With regards to using blog posts as submissions, that makes *much* more sense to me than what’s offered as an explanation in the video. It still doesn’t address the issue I raised previously regarding placing all the IP risk on entrants, but at least it doesn’t come off as sounding like a poor excuse (which is what the video comment sounds like to me). And if Coca-Cola is cool with saying openly: “The risk is on you and that’s how it is“, then so be it. Just don’t shy away from that {and offer people lame reasons for the policy}. People who enter have to take some responsibility. Let them, but be open about {how much they’re getting}.

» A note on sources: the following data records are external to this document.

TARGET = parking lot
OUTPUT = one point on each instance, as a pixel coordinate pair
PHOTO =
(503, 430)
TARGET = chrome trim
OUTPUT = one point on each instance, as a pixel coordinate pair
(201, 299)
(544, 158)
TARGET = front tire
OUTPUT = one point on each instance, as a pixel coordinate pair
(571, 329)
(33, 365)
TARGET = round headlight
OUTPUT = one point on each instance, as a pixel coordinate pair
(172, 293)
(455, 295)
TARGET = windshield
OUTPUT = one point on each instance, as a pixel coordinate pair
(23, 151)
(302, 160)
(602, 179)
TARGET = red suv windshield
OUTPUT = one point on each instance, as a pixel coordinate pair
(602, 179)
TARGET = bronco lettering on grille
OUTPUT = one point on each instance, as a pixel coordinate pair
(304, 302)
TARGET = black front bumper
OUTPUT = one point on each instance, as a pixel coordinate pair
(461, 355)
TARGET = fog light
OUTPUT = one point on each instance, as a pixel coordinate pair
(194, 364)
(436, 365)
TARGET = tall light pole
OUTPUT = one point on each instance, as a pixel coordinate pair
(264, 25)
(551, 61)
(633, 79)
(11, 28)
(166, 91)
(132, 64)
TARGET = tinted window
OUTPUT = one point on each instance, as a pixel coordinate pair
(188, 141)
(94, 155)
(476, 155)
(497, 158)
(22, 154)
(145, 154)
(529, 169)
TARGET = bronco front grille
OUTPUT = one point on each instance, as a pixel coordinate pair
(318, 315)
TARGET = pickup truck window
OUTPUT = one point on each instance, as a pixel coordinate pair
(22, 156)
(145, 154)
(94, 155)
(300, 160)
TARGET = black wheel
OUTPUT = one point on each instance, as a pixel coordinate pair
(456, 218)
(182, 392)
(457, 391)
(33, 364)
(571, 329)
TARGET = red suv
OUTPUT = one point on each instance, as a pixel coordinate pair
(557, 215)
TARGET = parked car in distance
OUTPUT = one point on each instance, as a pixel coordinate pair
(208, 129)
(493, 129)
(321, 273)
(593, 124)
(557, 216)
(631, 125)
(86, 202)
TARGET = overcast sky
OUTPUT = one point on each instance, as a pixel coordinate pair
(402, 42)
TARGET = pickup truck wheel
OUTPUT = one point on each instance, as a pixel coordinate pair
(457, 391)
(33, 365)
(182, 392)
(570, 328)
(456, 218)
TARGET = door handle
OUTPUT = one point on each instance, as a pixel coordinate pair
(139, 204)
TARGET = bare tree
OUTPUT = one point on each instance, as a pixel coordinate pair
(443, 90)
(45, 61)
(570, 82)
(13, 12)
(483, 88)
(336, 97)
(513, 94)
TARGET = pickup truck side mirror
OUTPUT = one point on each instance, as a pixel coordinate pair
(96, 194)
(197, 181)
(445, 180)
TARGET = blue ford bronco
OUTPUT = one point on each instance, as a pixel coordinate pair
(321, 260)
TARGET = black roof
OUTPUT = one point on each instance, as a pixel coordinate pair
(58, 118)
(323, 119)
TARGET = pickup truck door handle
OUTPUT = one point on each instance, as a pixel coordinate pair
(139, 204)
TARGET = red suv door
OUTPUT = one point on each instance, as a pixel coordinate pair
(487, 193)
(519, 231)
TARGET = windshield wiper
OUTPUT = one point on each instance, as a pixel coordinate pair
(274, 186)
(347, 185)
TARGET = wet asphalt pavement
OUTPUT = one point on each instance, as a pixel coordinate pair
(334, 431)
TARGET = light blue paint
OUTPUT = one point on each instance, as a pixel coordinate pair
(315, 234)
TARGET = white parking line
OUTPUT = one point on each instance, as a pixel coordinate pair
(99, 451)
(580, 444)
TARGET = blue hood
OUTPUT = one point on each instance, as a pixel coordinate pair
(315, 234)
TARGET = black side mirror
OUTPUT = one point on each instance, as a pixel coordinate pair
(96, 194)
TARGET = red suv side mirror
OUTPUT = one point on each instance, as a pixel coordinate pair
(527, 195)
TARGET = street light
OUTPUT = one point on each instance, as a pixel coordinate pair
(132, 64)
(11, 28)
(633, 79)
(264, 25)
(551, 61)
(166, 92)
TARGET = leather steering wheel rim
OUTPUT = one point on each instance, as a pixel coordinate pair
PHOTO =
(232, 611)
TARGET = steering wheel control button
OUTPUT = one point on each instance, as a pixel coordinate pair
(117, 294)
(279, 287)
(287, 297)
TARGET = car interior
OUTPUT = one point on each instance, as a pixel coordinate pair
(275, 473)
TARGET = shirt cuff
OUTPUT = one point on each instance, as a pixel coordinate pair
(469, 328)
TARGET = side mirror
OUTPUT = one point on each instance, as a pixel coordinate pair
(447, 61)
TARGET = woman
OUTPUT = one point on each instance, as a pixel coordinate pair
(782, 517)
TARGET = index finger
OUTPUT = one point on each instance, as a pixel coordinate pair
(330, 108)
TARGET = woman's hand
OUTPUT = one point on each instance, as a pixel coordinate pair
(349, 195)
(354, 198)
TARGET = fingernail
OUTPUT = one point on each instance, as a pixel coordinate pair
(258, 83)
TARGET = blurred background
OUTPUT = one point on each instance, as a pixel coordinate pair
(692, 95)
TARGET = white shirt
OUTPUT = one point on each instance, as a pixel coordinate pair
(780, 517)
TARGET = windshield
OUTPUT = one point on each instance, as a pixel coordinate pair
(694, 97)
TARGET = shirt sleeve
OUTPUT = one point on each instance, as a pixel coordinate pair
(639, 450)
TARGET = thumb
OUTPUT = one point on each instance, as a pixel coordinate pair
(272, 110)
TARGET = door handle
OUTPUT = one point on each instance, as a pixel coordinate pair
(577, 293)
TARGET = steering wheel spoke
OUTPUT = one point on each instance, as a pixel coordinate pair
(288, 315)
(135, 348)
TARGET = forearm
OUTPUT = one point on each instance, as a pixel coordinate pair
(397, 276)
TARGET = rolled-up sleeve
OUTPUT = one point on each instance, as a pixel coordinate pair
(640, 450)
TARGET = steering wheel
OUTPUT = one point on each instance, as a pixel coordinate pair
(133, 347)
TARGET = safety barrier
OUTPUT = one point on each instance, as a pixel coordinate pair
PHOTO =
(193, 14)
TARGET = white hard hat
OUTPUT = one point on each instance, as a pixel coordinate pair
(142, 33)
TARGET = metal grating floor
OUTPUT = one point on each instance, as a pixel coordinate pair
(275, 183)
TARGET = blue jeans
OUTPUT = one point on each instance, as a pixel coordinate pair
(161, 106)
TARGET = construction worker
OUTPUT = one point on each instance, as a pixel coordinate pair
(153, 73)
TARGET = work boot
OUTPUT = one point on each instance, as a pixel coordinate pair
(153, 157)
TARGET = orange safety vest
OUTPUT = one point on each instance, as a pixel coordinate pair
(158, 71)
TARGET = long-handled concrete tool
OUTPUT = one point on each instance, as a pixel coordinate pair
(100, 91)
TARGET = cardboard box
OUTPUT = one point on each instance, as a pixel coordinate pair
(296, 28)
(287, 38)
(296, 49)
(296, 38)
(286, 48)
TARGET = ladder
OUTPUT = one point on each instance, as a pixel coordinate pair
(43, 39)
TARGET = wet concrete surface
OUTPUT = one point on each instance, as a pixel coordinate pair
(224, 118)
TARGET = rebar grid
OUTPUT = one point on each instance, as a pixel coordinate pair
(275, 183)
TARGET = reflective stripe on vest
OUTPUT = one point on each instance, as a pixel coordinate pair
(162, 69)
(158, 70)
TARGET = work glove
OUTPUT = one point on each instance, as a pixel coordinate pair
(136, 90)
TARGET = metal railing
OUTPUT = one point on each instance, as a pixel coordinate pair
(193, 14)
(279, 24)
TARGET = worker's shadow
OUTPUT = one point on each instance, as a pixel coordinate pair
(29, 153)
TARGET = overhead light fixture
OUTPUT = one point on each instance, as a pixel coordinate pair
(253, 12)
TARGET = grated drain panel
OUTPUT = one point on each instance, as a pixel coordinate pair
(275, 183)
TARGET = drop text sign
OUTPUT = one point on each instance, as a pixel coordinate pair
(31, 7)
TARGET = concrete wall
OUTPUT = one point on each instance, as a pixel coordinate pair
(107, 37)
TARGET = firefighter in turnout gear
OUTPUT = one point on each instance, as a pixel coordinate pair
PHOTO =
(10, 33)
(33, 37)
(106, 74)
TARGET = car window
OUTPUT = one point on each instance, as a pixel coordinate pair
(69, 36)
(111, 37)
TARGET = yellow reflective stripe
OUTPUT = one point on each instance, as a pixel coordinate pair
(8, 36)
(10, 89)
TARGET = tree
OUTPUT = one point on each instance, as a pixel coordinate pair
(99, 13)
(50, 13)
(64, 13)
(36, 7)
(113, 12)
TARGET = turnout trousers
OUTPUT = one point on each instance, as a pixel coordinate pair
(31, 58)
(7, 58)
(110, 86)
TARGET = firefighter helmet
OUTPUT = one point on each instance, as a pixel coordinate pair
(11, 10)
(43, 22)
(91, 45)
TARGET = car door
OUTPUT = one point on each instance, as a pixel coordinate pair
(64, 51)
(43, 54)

Hopefully in the future Coca-Cola will move toward other options for dealing with entries; perhaps similar to how Staples handled their recent competition. Most people don’t expect corporations to change overnight.
With regard to the tax liability issue, again, the video response wasn’t nearly as good as what you provide here. Why your explanation didn’t make it into that public response is something I find odd (and which seems to contradict the suggested level of thought that went into addressing these matters on video).
While writing my post it was obvious to me that offering an IRS-specific excuse was glaringly insufficient. It also occurred to me that tax issues and liability could be amazingly complex when viewed globally. Now if someone on the outside – as I am – can figure that out (and it certainly wasn’t hard), it begs the question as to how that video response was considered appropriate.
That initial response, in a nutshell, is why Coca-Cola doesn’t get it. Yet.
The company shouldn’t try to talk around an issue; offering poor explanations as responses. That’s an insult to all of us, and an insinuation that the broader community isn’t sufficiently intelligent to see past the smokescreen. Such an assumption would be a mistake.
By the way, the second solution… corporate jet. You want to get some amazing PR? That’d do it.